GOLD BARS traded in the professional wholesale bullion market touched new 5-week highs as London opened for business Tuesday morning, reaching $1187 per ounce as world stock markets slipped again.
Gaining as the US Dollar also rose, gold bullion bars reached 7-week highs at £978 versus the British Pound, which fell hard as fresh concerns over the UK Government’s Brexit negotiations engulfed the opposition Labour Party
Mid-morning saw the price for 400-ounce Good Delivery gold bars set the highest London benchmark since 30 November, fixing at $1183.20 per ounce for a 4.6% recovery from late December’s 11-month lows.
“Gold seems to be behaving true to January form,” says a note from London brokers Marex Spectron, “with physical [Asian] demand picking up ahead of the Chinese Lunar New Year and investors starting to buy as the great unknown of the Trump presidency looms.”
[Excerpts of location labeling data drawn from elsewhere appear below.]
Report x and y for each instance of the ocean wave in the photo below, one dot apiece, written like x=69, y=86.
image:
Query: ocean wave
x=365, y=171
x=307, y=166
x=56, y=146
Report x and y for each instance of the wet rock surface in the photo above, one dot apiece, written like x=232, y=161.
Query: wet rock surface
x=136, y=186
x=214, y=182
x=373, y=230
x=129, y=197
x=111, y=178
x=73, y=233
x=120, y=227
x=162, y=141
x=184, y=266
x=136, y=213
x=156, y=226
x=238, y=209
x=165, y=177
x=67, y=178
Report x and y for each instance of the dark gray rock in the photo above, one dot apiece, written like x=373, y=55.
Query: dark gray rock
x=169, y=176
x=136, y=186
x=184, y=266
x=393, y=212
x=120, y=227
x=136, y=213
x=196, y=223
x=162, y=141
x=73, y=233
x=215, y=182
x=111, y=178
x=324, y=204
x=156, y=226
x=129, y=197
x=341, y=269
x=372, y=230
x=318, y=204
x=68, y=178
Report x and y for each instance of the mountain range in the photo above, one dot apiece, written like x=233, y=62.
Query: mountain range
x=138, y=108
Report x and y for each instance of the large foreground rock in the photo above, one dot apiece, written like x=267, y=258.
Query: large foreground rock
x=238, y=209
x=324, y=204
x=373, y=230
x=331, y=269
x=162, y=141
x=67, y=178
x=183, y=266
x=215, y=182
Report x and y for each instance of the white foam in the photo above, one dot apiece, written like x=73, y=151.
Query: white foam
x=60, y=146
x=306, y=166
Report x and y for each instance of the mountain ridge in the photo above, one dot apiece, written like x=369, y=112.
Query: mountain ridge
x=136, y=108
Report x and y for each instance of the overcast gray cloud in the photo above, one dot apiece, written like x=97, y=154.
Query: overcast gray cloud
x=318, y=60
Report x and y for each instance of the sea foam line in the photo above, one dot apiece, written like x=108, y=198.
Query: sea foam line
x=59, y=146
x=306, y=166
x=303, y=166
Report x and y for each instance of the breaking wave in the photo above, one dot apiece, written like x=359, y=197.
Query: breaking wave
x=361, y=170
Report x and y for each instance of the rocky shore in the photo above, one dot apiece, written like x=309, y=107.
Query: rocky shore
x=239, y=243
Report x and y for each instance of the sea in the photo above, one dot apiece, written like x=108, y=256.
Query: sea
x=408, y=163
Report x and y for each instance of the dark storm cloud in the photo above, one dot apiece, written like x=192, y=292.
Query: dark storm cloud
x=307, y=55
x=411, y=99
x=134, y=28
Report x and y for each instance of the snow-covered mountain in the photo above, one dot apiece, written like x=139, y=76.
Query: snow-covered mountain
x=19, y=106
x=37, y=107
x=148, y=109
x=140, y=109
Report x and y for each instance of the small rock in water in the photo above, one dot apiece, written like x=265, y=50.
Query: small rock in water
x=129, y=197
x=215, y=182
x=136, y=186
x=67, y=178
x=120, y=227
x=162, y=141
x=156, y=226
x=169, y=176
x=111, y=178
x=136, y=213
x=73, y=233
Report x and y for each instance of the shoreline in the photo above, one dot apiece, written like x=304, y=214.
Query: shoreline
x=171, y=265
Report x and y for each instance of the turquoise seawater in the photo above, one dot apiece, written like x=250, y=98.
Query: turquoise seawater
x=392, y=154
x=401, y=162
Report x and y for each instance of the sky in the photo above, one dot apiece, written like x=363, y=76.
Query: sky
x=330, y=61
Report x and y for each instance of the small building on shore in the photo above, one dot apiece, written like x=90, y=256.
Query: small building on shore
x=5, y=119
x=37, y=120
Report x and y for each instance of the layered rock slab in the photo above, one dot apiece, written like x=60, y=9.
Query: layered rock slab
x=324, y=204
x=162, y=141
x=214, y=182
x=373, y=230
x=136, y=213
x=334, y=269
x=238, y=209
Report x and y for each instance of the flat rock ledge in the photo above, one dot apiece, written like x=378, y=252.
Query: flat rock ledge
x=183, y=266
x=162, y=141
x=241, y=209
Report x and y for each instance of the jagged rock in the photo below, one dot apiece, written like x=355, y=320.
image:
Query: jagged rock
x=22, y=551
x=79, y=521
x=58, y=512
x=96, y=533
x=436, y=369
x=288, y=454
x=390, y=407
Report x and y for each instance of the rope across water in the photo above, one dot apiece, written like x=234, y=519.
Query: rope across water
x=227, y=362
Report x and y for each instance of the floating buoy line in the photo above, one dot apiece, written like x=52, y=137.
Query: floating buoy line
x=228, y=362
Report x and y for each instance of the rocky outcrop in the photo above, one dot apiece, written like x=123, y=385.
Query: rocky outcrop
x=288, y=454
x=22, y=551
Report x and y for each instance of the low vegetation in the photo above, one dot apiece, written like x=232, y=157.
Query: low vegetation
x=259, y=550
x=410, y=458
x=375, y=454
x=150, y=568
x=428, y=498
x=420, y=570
“Short covering is also in evidence as we approach $1200,” Marex goes on. “However, we are not flying higher, but rather grinding out gains day by day.”
“Gold should continue to push higher,” agrees Swiss refining and finance group MKS’s Asian trading desk, “[to] test a move back above $1200 over the short term.”
“Looking into 2017,” says Canada-based investment bank and bullion clearer Scotiabank’s precious metals team, “we would not be surprised
if safe-haven demand picks up as a combination of the implications of Brexit and of Donald Trump’s presidency cause some shockwaves…or better growth and higher commodity prices bring with them inflation.”
Demand for gold ETF investment vehicles shrank again Monday however, with the largest such product – the SPDR Gold Trust (NYSEArca:GLD) – shrinking its holdings of gold bars to a new 9-month low as shareholders liquidated positions.
Together with the second largest gold ETF, the iShares Gold Trust
(NYSEArca:IAU), the GLD shrank by 68 tonnes in December according to data compiled and released Tuesday by market-development organization the World Gold Council.
Listed in New York for ease of US investor access, the IAU and GLD between them lost metal equal to more than 8 days’ global gold mining output last month.
Funds listed in Germany, in contrast, grew as prices fell following Donald Trump’s US election victory.
“Any bullish outlook for gold will need to be driven by a recovery in financial interest,” says the latest monthly report
from Scotiabank, “[because] physical demand remains depressed.”
Shanghai gold bar premiums held above $19 per ounce versus London quotes on Tuesday, offering new imports more than 7 times the typical incentive ahead of end-January’s Chinese New Year holidays.
The government of Dubai meantime imposed a new 5% import duty
on gold and diamond jewelry entering the city state, raising consumer prices in the Middle East’s major shopping destination and hurting demand amongst travellers from India, where high import duty, tax declaration rules and then November’s shock demonetisation of the country’s largest banknotes have already crushed purchases by the world’s No.2 private buyers.
“Physical demand will be completely bad for 2017
,” Bloomberg quotes Gnanasekar Thiagarajan at advisors Commtrendz Risk Management in Mumbai.
“For the first time Indians will be trying to buy gold cashless. That’s a big challenge.”